The River Thames was recently selected as the winner of the international Theiss River Prize, an award which celebrates outstanding achievement in river management and restoration. Fifty years after being declared biologically dead, the Thames scooped the prize thanks to a dramatic turnaround in its environment. Environment organisations now say that the Thames is the cleanest it has been in more than 150 years, with almost 400 new habitats being created to allow wildlife back to the river which is now teeming with fish, and home to returning salmon, otter and sea trout populations. Helen Mark begins an exploration of the Thames at Woolwich in South East London with author, Iain Sinclair, who has described the river as a story of ruin and revival and the very lifeblood of London. Travelling west along the river to the Millennium Bridge, Helen meets up with Fiona Haughey. Fiona describes herself as an inter-tidal archaeologist and the river as one of the world's largest self-excavating sites and Helen joins her in a beachcombing search for some of the river's neolithic roots. Further along the river banks at Putney Bridge, Helen finds a group of volunteers from environmental charity, Thames 21. Led by Vic Richardson, the group are working on Project Habitat, an initiative to enhance certain areas of the River Thames by building artifical islands and river banks to encourage suitable habitats and attract wildlife. Leaving the city behind, Helen heads out into the Berkshire countryside where she meets Alastair Driver, conservation manager with the Environment Agency. Cycling along the river through Sonning-on-Thames, Alastair tells Helen how this particular stretch of water near his home now runs crystal clear in the summer and how sheer hard work along the whole of the Thames has resulted in this amazing clean-up story. Finally, Helen joins volunteer river warden, Dick Mayon White from the River Thames Society, a charity which aims to protect and preserve the river. Dick takes Helen for a stroll along a stretch of the river near Port Meadow and explains why it means so much to him and why it is so important to preserve the river for future generations.

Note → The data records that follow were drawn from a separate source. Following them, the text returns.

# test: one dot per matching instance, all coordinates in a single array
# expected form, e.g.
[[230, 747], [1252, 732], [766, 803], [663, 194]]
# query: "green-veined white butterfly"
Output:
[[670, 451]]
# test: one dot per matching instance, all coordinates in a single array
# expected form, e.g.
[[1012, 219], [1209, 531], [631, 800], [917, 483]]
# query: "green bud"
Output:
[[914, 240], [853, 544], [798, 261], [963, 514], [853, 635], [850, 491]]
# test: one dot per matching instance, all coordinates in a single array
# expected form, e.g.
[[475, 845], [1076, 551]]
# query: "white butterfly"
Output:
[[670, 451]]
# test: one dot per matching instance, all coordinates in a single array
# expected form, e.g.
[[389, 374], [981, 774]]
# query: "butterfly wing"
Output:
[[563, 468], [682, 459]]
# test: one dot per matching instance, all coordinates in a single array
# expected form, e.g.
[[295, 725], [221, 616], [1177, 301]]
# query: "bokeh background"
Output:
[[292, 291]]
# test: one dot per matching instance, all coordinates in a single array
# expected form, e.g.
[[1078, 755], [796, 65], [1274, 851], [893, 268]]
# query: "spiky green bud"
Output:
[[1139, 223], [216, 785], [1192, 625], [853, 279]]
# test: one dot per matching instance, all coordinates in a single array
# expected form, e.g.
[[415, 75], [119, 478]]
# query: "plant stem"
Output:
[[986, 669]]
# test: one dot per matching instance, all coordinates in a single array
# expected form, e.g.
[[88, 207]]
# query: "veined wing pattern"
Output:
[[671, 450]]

* Broadcast on BBC Radio 4, 6:07AM Sat, 1 Jan 2011
* Available until 12:00AM Thu, 1 Jan 2099
* First broadcast BBC Radio 4, 6:07AM Sat, 1 Jan 2011
* Categories: Science & Nature
* Duration 27 minutes


http://www.bbc.co.uk/iplayer/episode/b00x2yn1/Open_Country_01_01_2011/
 
Paul, in essence I guess acclaim can be freely dolled out but it rather depends on your aspirations as to there worth and as the well deserved title; 'dirty man of Europe' implies our nation clearly has/had very low aspirations for the environment.
 
Then again if you have a historically poo-ed-upon population with both historic and continuing low aspirations and expectations, as this country does, you must not be surprised when a fair section of said population casually and thoughtlessly mires its own bed.